ある程度近い条件のヒトがやっていることは、自分にも出来そうな気がする。例えば、体格差や知識の差があって、条件を誤認していたとしても、本人が「それ良いな。自分にも出来そうだ」と認識さえしてしまえば、挑戦するモチベーションにはなるのだろうな。
もっと挑戦しよう。というような言説はそこかしこで聞く。企業内でもまちづくりでも教育でも。で、わりと精神論に終止しているように思える。最近の若いやつは気概が足りない。みたいな感じで。それって、たぶん幻想で、世代との関連は薄い。それに、気合一発という話でもないのじゃないかと思う。

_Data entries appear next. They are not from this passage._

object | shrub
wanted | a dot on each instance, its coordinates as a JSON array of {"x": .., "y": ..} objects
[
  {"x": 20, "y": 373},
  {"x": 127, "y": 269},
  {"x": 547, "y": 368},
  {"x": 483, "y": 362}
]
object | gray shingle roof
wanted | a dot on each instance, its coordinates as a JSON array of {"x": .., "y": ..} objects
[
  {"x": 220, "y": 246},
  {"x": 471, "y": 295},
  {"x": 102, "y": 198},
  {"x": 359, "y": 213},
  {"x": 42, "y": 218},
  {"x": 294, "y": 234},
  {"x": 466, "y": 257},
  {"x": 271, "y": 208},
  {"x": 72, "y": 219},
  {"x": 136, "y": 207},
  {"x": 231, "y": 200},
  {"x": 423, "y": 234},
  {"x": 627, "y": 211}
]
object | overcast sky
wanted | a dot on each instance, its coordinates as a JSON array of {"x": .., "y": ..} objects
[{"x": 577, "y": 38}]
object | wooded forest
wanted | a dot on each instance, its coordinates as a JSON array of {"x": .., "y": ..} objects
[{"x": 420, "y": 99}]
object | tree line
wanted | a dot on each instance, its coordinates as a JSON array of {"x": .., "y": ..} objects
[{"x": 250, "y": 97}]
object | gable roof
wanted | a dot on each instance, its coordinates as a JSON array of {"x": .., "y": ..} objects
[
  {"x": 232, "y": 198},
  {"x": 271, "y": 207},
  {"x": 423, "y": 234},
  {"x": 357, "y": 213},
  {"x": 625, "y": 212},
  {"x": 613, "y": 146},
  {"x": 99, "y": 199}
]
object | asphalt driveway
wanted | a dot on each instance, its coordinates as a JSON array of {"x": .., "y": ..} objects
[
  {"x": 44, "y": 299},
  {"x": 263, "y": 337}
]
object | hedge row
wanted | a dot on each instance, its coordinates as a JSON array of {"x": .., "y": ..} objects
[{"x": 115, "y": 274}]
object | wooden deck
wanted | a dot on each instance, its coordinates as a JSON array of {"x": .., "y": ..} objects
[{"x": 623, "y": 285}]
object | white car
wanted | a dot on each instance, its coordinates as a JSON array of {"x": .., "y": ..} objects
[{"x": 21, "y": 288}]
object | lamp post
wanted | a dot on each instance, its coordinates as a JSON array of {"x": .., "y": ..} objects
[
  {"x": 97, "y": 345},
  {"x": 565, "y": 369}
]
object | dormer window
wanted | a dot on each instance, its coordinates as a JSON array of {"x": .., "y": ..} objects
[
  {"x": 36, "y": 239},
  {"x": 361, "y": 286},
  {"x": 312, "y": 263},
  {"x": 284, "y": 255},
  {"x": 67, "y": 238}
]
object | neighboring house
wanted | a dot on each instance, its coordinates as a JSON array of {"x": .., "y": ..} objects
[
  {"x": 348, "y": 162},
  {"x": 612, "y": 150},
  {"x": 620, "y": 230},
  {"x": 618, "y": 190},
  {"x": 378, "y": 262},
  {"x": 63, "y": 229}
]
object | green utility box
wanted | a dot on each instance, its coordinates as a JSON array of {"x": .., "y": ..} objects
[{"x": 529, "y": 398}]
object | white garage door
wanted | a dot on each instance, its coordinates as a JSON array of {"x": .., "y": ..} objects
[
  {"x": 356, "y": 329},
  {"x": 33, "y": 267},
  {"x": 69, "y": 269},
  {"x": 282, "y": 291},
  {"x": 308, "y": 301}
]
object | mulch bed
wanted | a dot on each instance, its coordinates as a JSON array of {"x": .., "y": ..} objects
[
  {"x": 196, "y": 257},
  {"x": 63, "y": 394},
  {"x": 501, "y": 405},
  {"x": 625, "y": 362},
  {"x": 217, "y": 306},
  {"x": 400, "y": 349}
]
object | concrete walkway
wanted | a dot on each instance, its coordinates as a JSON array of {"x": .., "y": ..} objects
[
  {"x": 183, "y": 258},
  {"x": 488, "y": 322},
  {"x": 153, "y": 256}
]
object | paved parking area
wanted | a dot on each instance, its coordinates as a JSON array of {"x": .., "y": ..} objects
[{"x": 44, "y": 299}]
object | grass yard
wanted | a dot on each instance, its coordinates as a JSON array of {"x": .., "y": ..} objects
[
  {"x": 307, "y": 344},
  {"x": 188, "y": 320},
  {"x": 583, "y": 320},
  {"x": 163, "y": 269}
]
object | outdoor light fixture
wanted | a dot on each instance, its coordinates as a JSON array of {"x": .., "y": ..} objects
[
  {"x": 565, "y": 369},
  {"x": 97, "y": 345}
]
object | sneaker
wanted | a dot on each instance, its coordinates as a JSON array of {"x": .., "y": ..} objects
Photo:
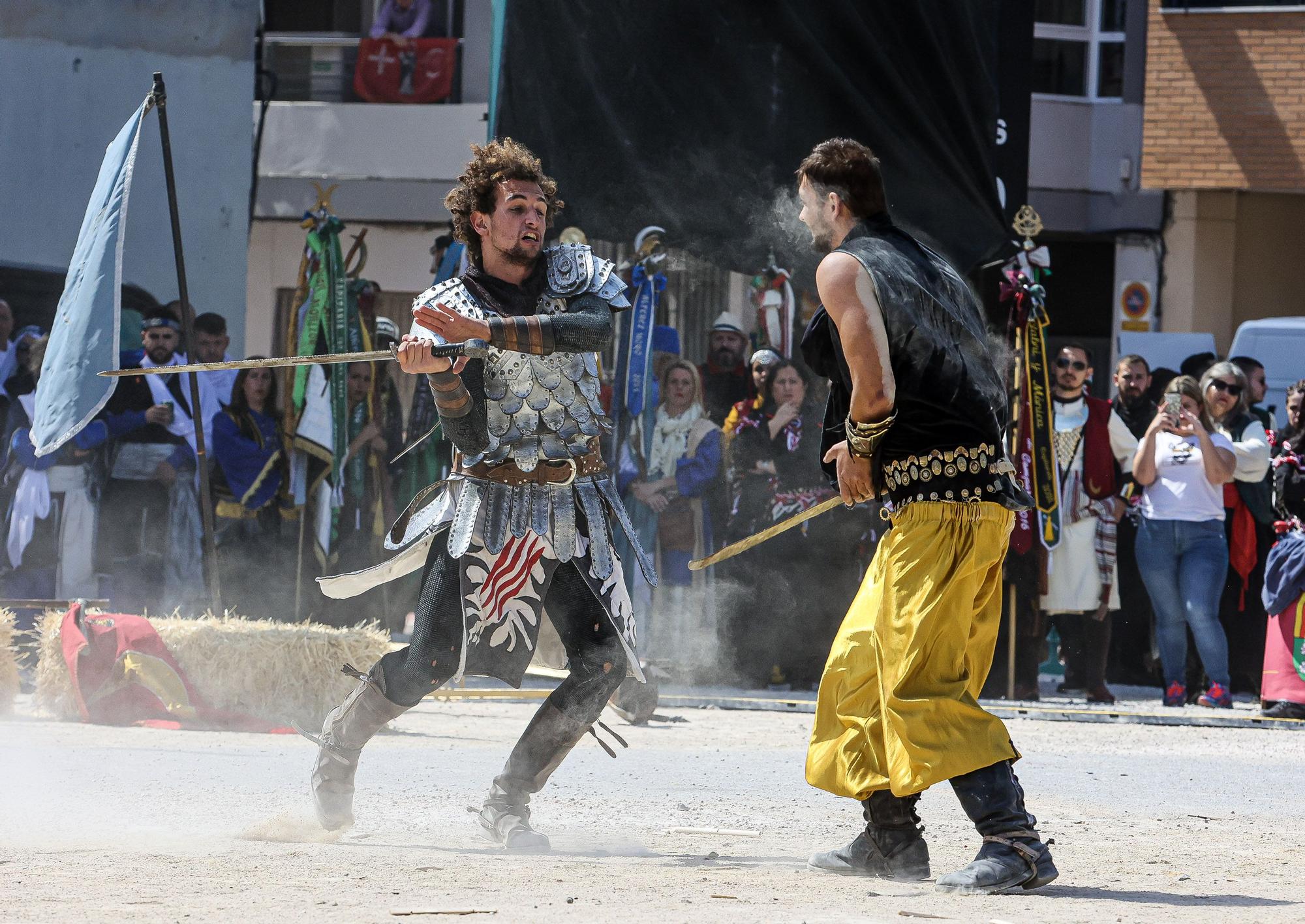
[
  {"x": 1101, "y": 694},
  {"x": 1216, "y": 698}
]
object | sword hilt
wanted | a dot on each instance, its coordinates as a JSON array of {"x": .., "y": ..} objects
[{"x": 473, "y": 349}]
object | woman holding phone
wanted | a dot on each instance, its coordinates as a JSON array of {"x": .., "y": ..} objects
[{"x": 1183, "y": 465}]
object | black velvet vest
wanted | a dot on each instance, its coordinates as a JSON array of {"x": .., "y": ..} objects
[{"x": 949, "y": 391}]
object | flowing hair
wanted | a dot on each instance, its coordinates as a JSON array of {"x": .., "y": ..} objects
[
  {"x": 1191, "y": 388},
  {"x": 1227, "y": 370}
]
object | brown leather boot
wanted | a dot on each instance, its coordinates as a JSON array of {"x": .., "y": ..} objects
[
  {"x": 547, "y": 741},
  {"x": 348, "y": 729}
]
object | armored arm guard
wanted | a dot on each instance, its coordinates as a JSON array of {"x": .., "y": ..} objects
[
  {"x": 461, "y": 403},
  {"x": 589, "y": 290},
  {"x": 585, "y": 328}
]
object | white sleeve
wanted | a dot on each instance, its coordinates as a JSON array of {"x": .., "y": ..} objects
[
  {"x": 1123, "y": 443},
  {"x": 1252, "y": 452}
]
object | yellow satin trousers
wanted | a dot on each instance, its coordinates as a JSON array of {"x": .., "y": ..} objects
[{"x": 897, "y": 707}]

多くの人は、失敗して再起不能になるかも知れないと思ったら挑戦しない。素人が命綱なしでビルの壁をよじ登るようなことはないだろう。とても出来そうにもないし、失敗すれば大怪我をする可能性が高いから。挑戦することが出来るとしたら、今からトレーニングをしてそのスキルを手に入れられた時。更に言えば、トレーニングをすることでスキルを獲得することが出来ると信じられるとか、そのトレーニングを続けられると信じられるといったことが大切なんじゃないかと思う。
自分の未来や、成長性、現在の能力、といったものを信じること。他人からは無謀に見えるかもしれないけれど、自分にとっては「出来そうだ」と感じることで挑戦が可能になる。という意味で、先行者の存在は大きい。
先行者がいるおかげで、失敗のリスクを低減出来るだろうし、どんなリスクがあるかを知ることが出来る。場合によってはリスクそのものを回避することが出来る。
明らかに怪我をするようなこと、例えば屋根の上から飛び降りるとか、炎の中に手を突っ込むなどといったことは、あらかじめ避けられる。何も知らなければ、一度経験するしかないのだけれど、先行者の経験を学べば回避できる。道を歩いているだけでも転んだり事故に巻き込まれるリスクはある。リスクがあるということを知っていれば、警戒することも出来るし、トレーニングやテクノロジーでリスクを低減出来る。
というようなことを考えると、先行事例というのはとても有用だと思う。姉妹や親子のように身近に先行事例があることもあるし、時間をかけて会いに行かなければならないこともある。書籍から学ぶしかないようなことも然りだ。
今日も読んでくれてありがとうございます。まだ2歳と少しの彼女は、早くもこのステップに足を載せている。先行者に学んで勇気づけられて、失敗して挫折したり、成功体験が挑戦を加速させたりする。